When a major geopolitical event shocks markets, there are usually four broad possible outcomes:

  1. Contained escalation with limited fundamental impact: markets rebound once clarity emerges.
  2. Prolonged conflict with energy supply disruptions: short-term inflation pressure and sectoral rotation.
  3. Widening regional disruption: heightened risk aversion and safe-haven flows.
  4. Political resolution or negotiation: reduction in risk premium and market recovery.

Right now, it’s too early to know which scenario will unfold. But history suggests that scenarios 1 and 2 are far more likely than scenario 3 or 4 heading into long-term structural changes.

This does not mean conflict isn’t serious; it means investors should contextualize risk rather than catastrophize it.

The Core principle to remember is that markets are forward-looking.
They price future expectations not current realities.

When news hits, prices move swiftly.
But once the initial risk premium is priced, markets tend to stabilize unless the situation deteriorates structurally.

This is why investors who panic sell often end up missing the eventual re-pricing of reality back toward fundamentals.

When Gaurav completed his call with his financial coach, they did not sell.

They reviewed:
His time horizon.
His risk tolerance.
His asset allocation’s match with goals.
Whether any fundamental changes had occurred in his reason for investing.

The answer was no.

Nothing about the crisis changed what his long-term goals were.

They did something more strategic than selling:
They stayed disciplined.
No knee-jerk rebalancing.
No emotion-driven exit.
A reaffirmation of long-term strategy.

That’s behavior that builds lasting investor advantage.

Most investors fear losing money more than they value missing opportunity.
This bias is called loss aversion.
It makes losses feel more painful than gains feel pleasurable.

When headlines trigger fear, many investors act defensively.

Markets are not personal.
They don’t know you.

But your psychology does.
And if your psychology dominates your decisions, your portfolio will often reflect fear, not strategy.

When you have:

  • Clarity of purpose,
  • Discipline in process,
  • Time on your side,

…you navigate uncertainty with confidence, not anxiety.

Gaurav realized that his portfolio was positioned for his long-term goals: diversified, consistent, aligned.

Therefore, he did not panic.
Instead, he reinforced his contributions.

He reminded himself that markets have volatility, but portfolios have resilience.
And crucially, he reaffirmed his long-term horizon.

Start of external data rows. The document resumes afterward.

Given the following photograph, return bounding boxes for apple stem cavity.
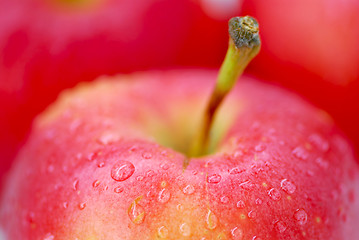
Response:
[188,16,261,161]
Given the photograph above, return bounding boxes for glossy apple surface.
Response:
[0,71,359,240]
[0,0,227,182]
[242,0,359,155]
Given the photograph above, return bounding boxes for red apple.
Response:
[0,17,359,240]
[0,0,226,184]
[239,0,359,153]
[0,68,359,240]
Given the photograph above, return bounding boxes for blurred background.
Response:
[0,0,359,190]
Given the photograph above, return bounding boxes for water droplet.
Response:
[79,202,86,210]
[176,204,184,212]
[47,164,55,173]
[146,170,155,177]
[183,184,195,195]
[292,146,309,160]
[97,132,120,145]
[180,223,191,237]
[221,196,229,203]
[128,197,145,224]
[97,162,105,168]
[254,144,267,152]
[280,179,297,194]
[229,167,245,175]
[315,157,329,169]
[72,179,79,191]
[160,163,170,170]
[268,188,282,201]
[157,188,171,203]
[248,210,257,219]
[92,180,100,188]
[206,210,218,230]
[308,134,329,152]
[157,226,168,238]
[113,187,123,193]
[231,227,243,240]
[274,221,287,233]
[44,233,55,240]
[111,161,135,181]
[293,209,308,225]
[142,152,152,159]
[256,198,263,205]
[136,175,145,181]
[207,174,222,183]
[237,200,246,209]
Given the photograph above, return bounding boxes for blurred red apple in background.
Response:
[0,17,359,240]
[242,0,359,155]
[0,0,231,182]
[0,71,359,240]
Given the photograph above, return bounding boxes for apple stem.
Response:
[188,16,261,160]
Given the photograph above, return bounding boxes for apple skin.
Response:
[242,0,359,156]
[0,0,227,184]
[0,71,359,240]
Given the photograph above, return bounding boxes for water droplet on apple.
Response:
[180,223,191,237]
[142,152,152,159]
[231,227,243,240]
[157,188,171,203]
[221,196,229,203]
[97,162,105,168]
[308,134,329,152]
[274,221,287,233]
[113,187,123,193]
[157,226,168,238]
[293,209,308,225]
[237,200,246,209]
[268,188,282,201]
[146,170,155,177]
[92,180,100,188]
[128,198,145,224]
[78,202,86,210]
[160,163,170,170]
[97,132,120,145]
[176,204,184,212]
[248,210,257,219]
[183,184,195,195]
[256,198,263,205]
[254,144,267,152]
[136,175,145,182]
[72,179,79,191]
[280,179,297,194]
[229,167,245,175]
[44,233,55,240]
[292,146,309,160]
[206,209,218,230]
[47,164,55,173]
[111,161,135,181]
[315,157,329,169]
[207,174,222,183]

Geopolitical events can rattle markets.
They can test conviction.
They can amplify emotions.

But they don’t change the fundamental nature of sound investing:

Markets are volatile in the short term.
Markets are resilient in the long term.
Emotional reactions damage outcomes.
Clarity and discipline enhance them.

In times of uncertainty, don’t ask:
Should I run from fear?

Instead ask:
Does this change my goals? Does it change my plan? Does it change my allocation?

If the answer is no, then volatility is just noise.

And long-term investors who stay committed can weather it with courage, clarity, and calm.